The Ryzen 3 2200G With Vega is launching today with the aim of eventually replacing the Ryzen 3 1200. Of course, that makes sense since it’s starting at $10 less, yet features better CPU performance and what works out as a free built-in GPU. The 2200G should be in most major retailers now for just $99/£99.
The enthusiast in me can stay in his cave of 4K gaming and VR today because the sensible part of me is super excited about this budget CPU beast. To the high-end GPU loving gamers out there, it’s likely of little concern to you, but it was never meant to be. However, there’s a huge market out there for affordable systems, and few products to fill it. GPU prices are bonkers thanks to mining, and so much focus has been on high-end CPUs and high prices to match.

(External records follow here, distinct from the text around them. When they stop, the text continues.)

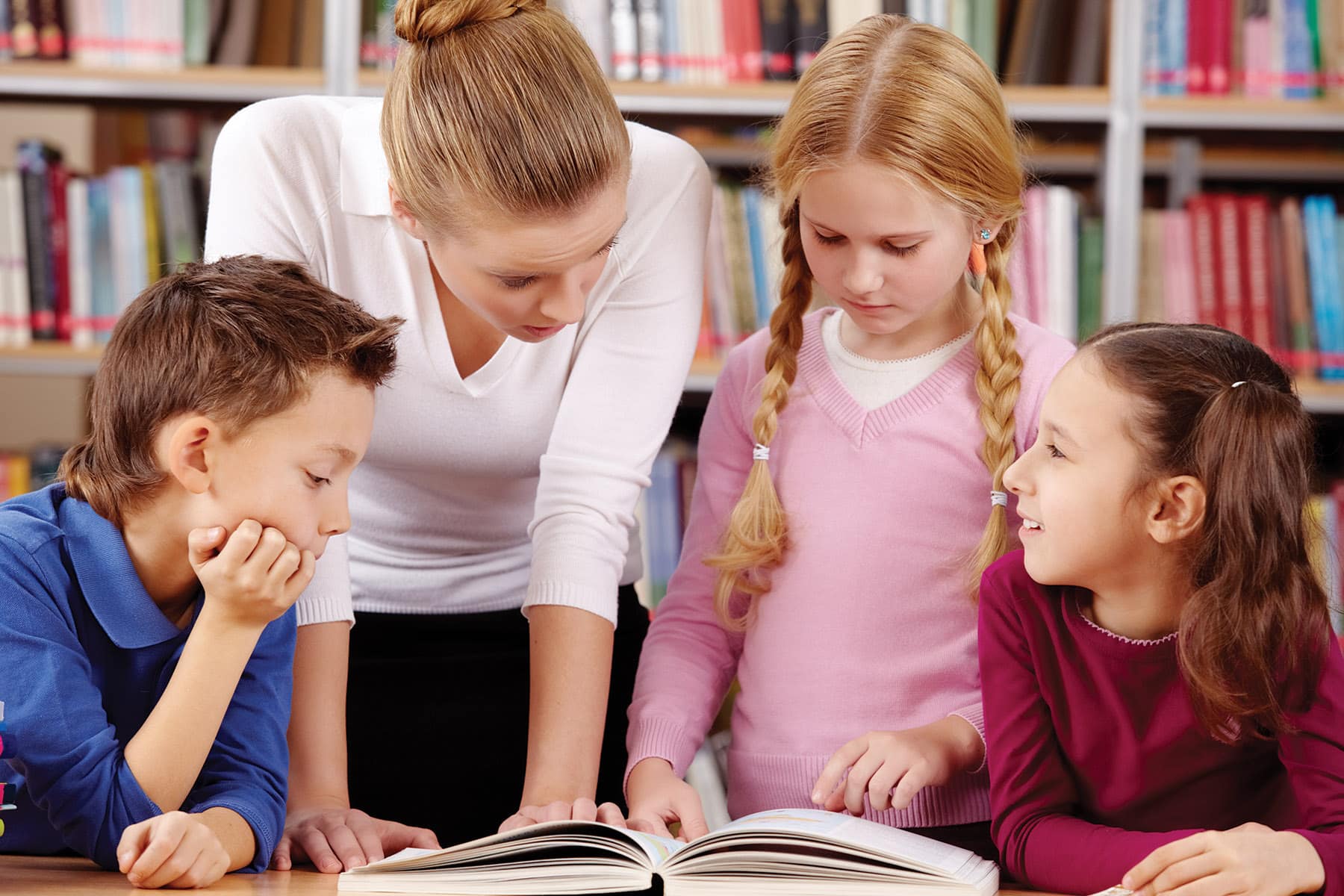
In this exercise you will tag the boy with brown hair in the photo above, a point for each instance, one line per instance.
(146, 617)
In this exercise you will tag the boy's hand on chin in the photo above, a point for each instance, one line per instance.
(255, 578)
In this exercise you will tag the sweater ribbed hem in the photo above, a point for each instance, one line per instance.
(759, 782)
(660, 738)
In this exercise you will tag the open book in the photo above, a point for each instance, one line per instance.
(781, 852)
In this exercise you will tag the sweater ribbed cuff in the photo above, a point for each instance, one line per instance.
(974, 714)
(660, 738)
(324, 609)
(569, 594)
(759, 782)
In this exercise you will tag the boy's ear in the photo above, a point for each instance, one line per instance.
(191, 450)
(403, 217)
(1177, 509)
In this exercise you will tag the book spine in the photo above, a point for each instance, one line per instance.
(23, 28)
(650, 23)
(33, 171)
(1219, 46)
(1254, 213)
(1206, 258)
(809, 31)
(1297, 52)
(1295, 279)
(1229, 249)
(625, 42)
(81, 264)
(58, 223)
(6, 40)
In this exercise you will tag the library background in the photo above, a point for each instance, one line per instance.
(1186, 160)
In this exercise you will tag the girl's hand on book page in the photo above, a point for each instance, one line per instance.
(658, 798)
(174, 849)
(890, 768)
(255, 576)
(581, 809)
(1253, 860)
(339, 839)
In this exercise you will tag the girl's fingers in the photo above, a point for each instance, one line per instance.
(1160, 860)
(163, 842)
(833, 771)
(880, 786)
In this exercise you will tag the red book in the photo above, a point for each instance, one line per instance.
(1218, 47)
(1201, 208)
(1256, 270)
(753, 55)
(1196, 43)
(60, 228)
(1230, 245)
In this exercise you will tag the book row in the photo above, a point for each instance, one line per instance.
(163, 34)
(1034, 42)
(1273, 49)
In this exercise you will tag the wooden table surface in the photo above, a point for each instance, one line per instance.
(46, 876)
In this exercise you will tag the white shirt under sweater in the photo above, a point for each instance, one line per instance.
(875, 383)
(515, 487)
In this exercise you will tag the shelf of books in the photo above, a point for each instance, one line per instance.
(1243, 113)
(191, 84)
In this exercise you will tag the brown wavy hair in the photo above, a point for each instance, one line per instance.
(1254, 635)
(237, 340)
(918, 101)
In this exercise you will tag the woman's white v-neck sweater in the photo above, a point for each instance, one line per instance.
(515, 487)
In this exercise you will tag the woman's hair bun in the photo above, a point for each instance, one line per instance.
(423, 20)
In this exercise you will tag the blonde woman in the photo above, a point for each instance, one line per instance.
(850, 487)
(549, 261)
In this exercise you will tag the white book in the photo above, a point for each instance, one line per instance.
(786, 850)
(13, 264)
(594, 23)
(1062, 261)
(625, 40)
(81, 262)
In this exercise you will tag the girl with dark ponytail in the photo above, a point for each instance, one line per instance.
(1164, 704)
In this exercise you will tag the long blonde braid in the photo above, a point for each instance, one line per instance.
(998, 385)
(759, 529)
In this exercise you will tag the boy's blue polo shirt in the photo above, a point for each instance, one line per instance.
(85, 655)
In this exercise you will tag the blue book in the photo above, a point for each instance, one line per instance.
(102, 276)
(1297, 52)
(1331, 279)
(756, 243)
(1325, 308)
(671, 42)
(1174, 54)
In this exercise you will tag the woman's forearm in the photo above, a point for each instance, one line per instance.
(570, 675)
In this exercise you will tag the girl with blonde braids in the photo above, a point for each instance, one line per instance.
(851, 462)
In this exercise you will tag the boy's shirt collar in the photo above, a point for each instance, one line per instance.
(109, 581)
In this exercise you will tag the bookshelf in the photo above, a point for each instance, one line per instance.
(1172, 139)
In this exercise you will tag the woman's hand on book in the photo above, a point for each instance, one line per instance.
(336, 839)
(658, 798)
(890, 768)
(581, 809)
(175, 849)
(1251, 859)
(253, 575)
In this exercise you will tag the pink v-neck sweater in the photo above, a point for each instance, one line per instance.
(868, 625)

For $100 you get a quad-core CPU with a punchy iGPU built in. That’s cheaper than just about any CPU and GPU combination I can think of without digging through parts bins at computer fairs for 2nd hand hardware. Not only that, but it comes bundled with a cooler, it works with any AM4 motherboard, supports JEDEC DDR4-2933 right out of the box (the fastest of any consumer CPU to date!).
As you’ve seen, the performance is pretty great for the price. It’s not record-breaking, but it’s what I would call “more than enough” for most day-to-day PC tasks. It’ll get some gaming done in a pinch if required, it’ll multitask with ease, and it feels fast and responsive thanks to Precision Boost 2 delivering on-the-fly performance boosts with ease.
That’s right, we used the stock cooler for all of these tests today. AMD has really improved the design quite a lot and it shows. I was able to push to 3.9 GHz on the CPU, and 1525 MHz on the GPU cores with ease, and still didn’t hit above 60c. I’ve even heard some samples are hitting 4 GHz and up to 1600 MHz on stock too, so that’s very promising. Perhaps we’ll get an affordable water cooler on this and try to push it harder in future testing. However, the power requirements are quite low on this CPU, so you may never need to upgrade the cooler anyway, which is fantastic. That’s right, I just recommended a stock cooler, it happened.
If you’re building an affordable system for a bit of casual gaming, something for the office, a family computer, or anything like that, it’s a no-brainer. We think it would be great for a multimedia system, emulator rig, or small form factor PC too, so there’s plenty of options. If you’re building a system with a dedicated GPU, then maybe look into the more appropriate Ryzen 5 and Ryzen 7 ranges though.